David Redemann, a longtime Seattle police officer who now leads training on such stings, said the case highlights the wide disparities in law enforcement’s undercover playbook, from many agencies lack the resources to properly train agents or monitor informants’ drug purchases.

“We do this 10,000 times a day across the country, and not everyone has transmission equipment,” Redemann said. “Is it tragic as hell? Absolutely. We have to learn from what happened here.

Law enforcement’s use of confidential informants is akin to a black market in which “deals are done under the table and often without papers,” said Alexandra Natapoff, a Harvard law professor and expert in matter of informants.

Not only are informants treated like disposable pawns, she said, but qualified immunity has made it very difficult to prosecute police when things go off the rails.

“For reasons of common sense and humanity, the police should take obvious and simple precautions to protect their informants,” Natapoff said, “but no law requires them to do so.”

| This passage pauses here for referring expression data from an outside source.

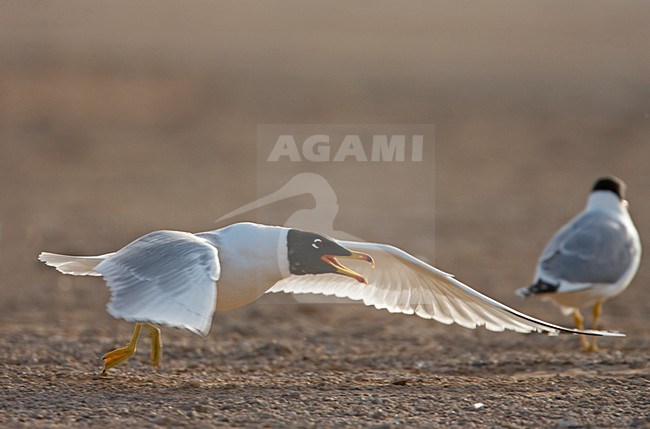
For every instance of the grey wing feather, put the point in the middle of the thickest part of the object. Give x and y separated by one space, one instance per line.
165 277
592 249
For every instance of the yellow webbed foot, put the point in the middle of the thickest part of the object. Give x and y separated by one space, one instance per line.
117 356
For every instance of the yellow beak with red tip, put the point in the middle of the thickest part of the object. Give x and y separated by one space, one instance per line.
343 270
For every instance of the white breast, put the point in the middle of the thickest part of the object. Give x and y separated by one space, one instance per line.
253 258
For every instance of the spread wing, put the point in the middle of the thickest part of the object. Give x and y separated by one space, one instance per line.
165 277
402 283
592 249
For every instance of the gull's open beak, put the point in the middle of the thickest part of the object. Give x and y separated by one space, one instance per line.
342 269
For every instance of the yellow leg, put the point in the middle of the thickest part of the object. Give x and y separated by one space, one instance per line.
117 356
598 310
156 344
578 319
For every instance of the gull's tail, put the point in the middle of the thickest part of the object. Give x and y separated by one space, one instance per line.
75 265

With few exceptions, states have been slow to track or regulate law enforcement’s use of informants, even in the wake of high-profile oversights. In 2009, Florida lawmakers passed Rachel’s Law, the nation’s first comprehensive legislation governing the use of informants, after the shooting death of 23-year-old Rachel Hoffman in connection with a drug sting under cover for Tallahassee Police. Among other things, the law requires police to consider the “risk of physical harm” to the informant.

None of the deputies who organized the Louisiana undercover purchase have been disciplined, the sheriff said, and no other law enforcement agencies have been asked to review the handling of the case. A spokesperson for the Alexandria Police Department said the agency was not made aware of the sexual assault, even though it allegedly occurred in the city and the suspect Jones has an extensive criminal history dating back to 1992, including convictions in neighboring Mississippi for robbery, car thefts, aggravated assault and drug distribution.

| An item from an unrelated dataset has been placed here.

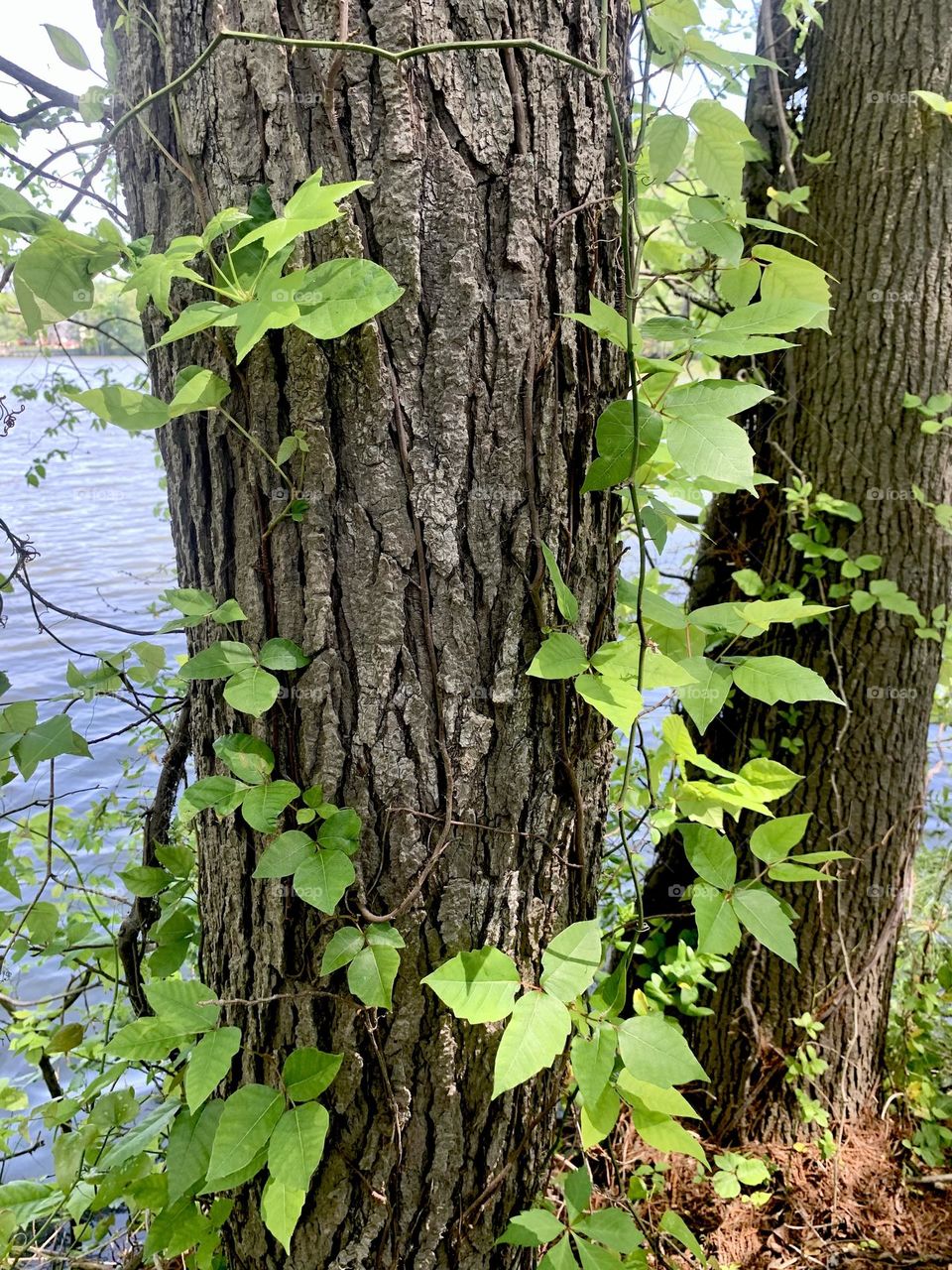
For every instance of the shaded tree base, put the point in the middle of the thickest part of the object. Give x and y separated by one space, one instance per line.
857 1210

Jones is due on trial Oct. 17, after declining a plea offer from prosecutors. His attorney declined to comment.

Last month, as AP reported the story, prosecutors without explanation reduced Jones’ charges from second-degree forcible rape to third-degree rape, or simple rape, dramatically reducing the time he could spend behind bars s he was found guilty.

Prosecutors did not respond to requests for comment on why the charges were reduced or why the informant was charged with drug-related crimes even after her cooperation in the ill-fated sting.

Weeks before the charges were dropped, Rapides Parish District Attorney Phillip Terrell defended deputies’ handling of the case, telling AP “there is nothing in my file to indicate that the forces of the order have done something wrong”. The prospect of an informant being attacked “didn’t cross their minds,” the district attorney said, adding that he was “sure they wished it hadn’t happened.”

“They never thought about it, and if they had known it was happening, they definitely would have stopped it,” Terrell said. “One of their big concerns now is the safety of the confidential informant.”